You think your slow shipping speed is a "people" problem or a "skill" problem. You think you need more engineers, or better senior talent, or longer sprints.
You are likely wrong.
Let’s look at the math.
If you have two people working on a single feature, the work doesn't double. It splits, but it also creates a new cost: the cost of syncing those two people and the code they produce.
Your $1 of value-add work now costs $2.75 in coordination. That's the Coordination Tax. It's a run-rate killer for any small-medium size tech department.

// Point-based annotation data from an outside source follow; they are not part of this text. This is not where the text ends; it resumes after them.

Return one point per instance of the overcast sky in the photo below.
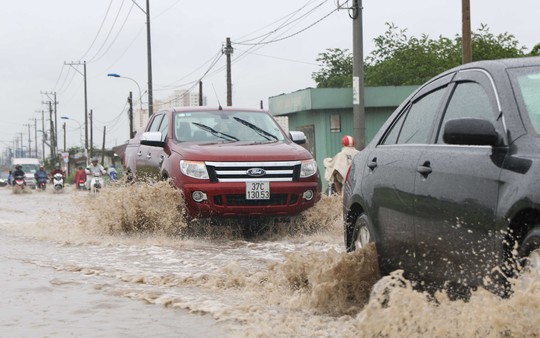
(39, 38)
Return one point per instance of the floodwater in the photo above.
(124, 263)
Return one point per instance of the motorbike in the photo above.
(96, 183)
(81, 185)
(42, 183)
(58, 182)
(19, 184)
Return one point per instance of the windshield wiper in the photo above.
(215, 132)
(259, 131)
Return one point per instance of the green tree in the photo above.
(402, 60)
(336, 69)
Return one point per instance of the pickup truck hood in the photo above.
(241, 151)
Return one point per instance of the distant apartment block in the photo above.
(180, 98)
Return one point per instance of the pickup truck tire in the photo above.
(529, 250)
(360, 234)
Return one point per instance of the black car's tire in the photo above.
(359, 234)
(529, 250)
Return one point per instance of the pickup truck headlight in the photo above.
(195, 169)
(309, 168)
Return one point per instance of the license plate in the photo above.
(257, 190)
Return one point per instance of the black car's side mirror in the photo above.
(298, 137)
(470, 131)
(152, 138)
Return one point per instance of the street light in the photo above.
(80, 135)
(125, 77)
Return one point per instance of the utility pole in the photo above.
(359, 113)
(466, 31)
(103, 147)
(35, 135)
(85, 98)
(149, 58)
(64, 127)
(53, 135)
(130, 115)
(29, 140)
(43, 134)
(228, 50)
(200, 93)
(91, 133)
(22, 148)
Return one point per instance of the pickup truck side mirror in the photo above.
(298, 137)
(470, 131)
(152, 138)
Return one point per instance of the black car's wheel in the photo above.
(359, 235)
(529, 251)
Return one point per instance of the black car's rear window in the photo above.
(527, 84)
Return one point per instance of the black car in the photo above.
(449, 188)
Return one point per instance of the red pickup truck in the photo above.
(227, 162)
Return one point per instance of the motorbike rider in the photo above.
(113, 175)
(80, 175)
(18, 172)
(338, 166)
(93, 169)
(57, 170)
(41, 174)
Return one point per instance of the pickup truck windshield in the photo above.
(230, 126)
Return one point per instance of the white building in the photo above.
(180, 98)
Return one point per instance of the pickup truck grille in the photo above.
(288, 171)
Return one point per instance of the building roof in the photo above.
(336, 98)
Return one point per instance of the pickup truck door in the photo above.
(149, 157)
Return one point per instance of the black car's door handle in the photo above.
(373, 164)
(424, 169)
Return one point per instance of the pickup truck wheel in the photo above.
(529, 252)
(360, 234)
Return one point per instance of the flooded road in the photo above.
(125, 264)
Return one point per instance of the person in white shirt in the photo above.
(336, 167)
(92, 169)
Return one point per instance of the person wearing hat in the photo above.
(57, 170)
(338, 166)
(92, 169)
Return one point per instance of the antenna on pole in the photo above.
(217, 97)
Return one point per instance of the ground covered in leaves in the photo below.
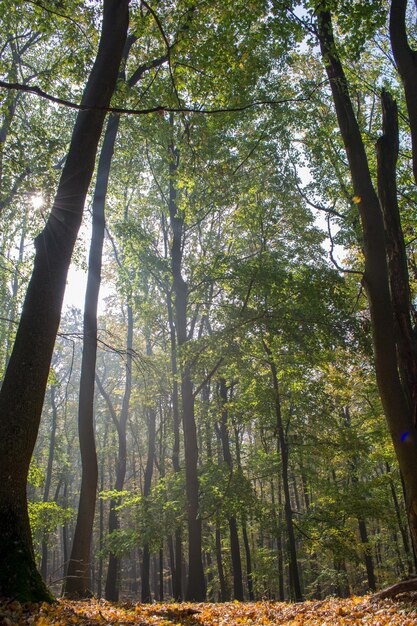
(354, 610)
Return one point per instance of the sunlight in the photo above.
(37, 201)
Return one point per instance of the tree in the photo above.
(387, 335)
(23, 388)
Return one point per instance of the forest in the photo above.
(228, 413)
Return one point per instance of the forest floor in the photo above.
(354, 610)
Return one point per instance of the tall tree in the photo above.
(397, 407)
(23, 389)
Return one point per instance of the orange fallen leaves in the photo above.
(332, 611)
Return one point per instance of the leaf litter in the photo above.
(331, 611)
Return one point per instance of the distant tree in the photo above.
(23, 389)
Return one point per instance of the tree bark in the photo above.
(376, 282)
(77, 583)
(48, 479)
(234, 537)
(387, 153)
(196, 590)
(406, 61)
(112, 584)
(295, 583)
(147, 483)
(23, 390)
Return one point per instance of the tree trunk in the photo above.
(177, 572)
(48, 479)
(196, 584)
(397, 410)
(147, 482)
(234, 538)
(283, 448)
(369, 565)
(23, 390)
(77, 583)
(224, 593)
(387, 153)
(112, 583)
(406, 60)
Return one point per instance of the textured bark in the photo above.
(387, 154)
(249, 580)
(77, 583)
(196, 590)
(376, 282)
(23, 390)
(295, 583)
(112, 583)
(48, 478)
(147, 483)
(224, 592)
(369, 564)
(176, 573)
(406, 61)
(234, 537)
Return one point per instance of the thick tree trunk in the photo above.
(369, 564)
(234, 537)
(224, 592)
(177, 571)
(248, 557)
(48, 478)
(196, 583)
(112, 582)
(23, 389)
(406, 60)
(387, 154)
(147, 482)
(283, 448)
(376, 282)
(77, 583)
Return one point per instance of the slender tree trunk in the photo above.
(234, 538)
(48, 478)
(283, 448)
(246, 545)
(77, 583)
(177, 573)
(224, 592)
(196, 582)
(369, 564)
(387, 154)
(147, 482)
(23, 390)
(397, 409)
(403, 530)
(406, 60)
(112, 582)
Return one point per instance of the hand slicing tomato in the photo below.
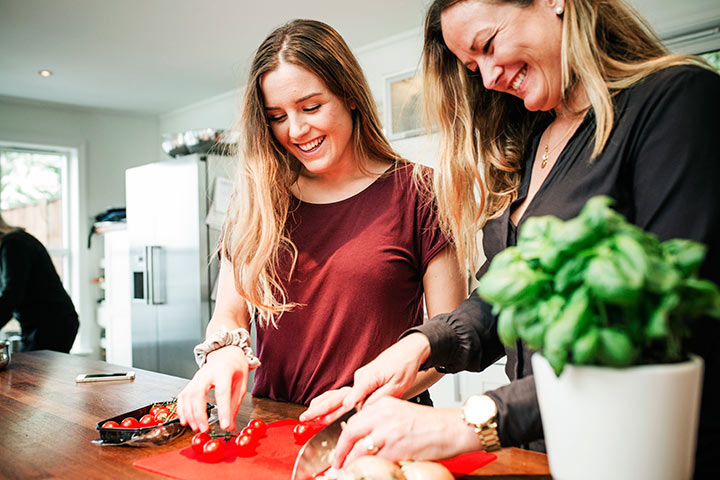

We measure the health of any architecture using Structural Friction (Structural Friction is a metric that quantifies the human coordination costs caused by bloated or overly coupled software architecture).
When your architecture forces developers to talk to each other to ship a feature, that is friction. Every meeting you have about API contracts, database schemas, or service handoffs is a direct signal of architectural waste.
Structural Friction exposes where your software architecture is actively sabotaging your team's output.
The fix isn't "better project management" but modularization instead.
Don't aim for perfect modularity. Aim for good-enough modularity that removes the handoffs that slow you down today. Scale by subtraction.
I am curious: how are you handling coordination costs in your own stack? Is the "Coordination Tax" as high for you as it was for me, or have you found a way to stay lean while scaling?